Estimation of wind forcing and analysis of near-inertial motions generated by a storm in a submarine canyon with an ensemble Kalman filter

• Impact of high-frequency wind on inertial motion in the Palamós canyon is analyzed.
• Wind forcing is estimated through simultaneous state and parameter estimation.
• A simulation forced by the estimated wind significantly improves model results.
• The decay timescale however is faster for a simulation with data assimilation.
• Submesoscales in the data-assimilated model favor propagation of inertial motions.

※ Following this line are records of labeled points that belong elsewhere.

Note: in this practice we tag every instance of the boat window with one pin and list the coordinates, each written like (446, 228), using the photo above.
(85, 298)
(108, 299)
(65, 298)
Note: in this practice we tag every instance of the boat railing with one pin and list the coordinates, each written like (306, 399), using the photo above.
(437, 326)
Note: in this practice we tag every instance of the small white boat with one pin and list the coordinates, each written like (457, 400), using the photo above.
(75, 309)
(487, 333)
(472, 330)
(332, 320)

The impact of high-frequency winds on the generation and propagation of inertial currents in the Palamós submarine canyon (northwestern Mediterranean) during a severe storm on 9–16 November 2001 is evaluated in an ocean circulation model. Moored current meter time series collected in and around the canyon during the storm are assimilated with an ensemble adjustment Kalman filter (EAKF) to adjust wind forcing through a simultaneous state and parameter estimation approach. Winds are included as time-dependent parameters, which are updated in each assimilation step as part of the model state. A simulation forced by the estimated wind significantly improves simulation with winds from the atmospheric reanalysis (the RMS error reduction is about 50%). This is due to the higher energy for the estimated wind at inertial period in the clockwise rotating component, which enhances generation of near-inertial motions. The surface inertial energy however does not decay as rapidly compared to a simulation with data assimilation. It is suggested that the submesoscales, which are present in the data assimilated simulation, are effective in channeling a spatially heterogeneous vertical propagation of near-inertial motions.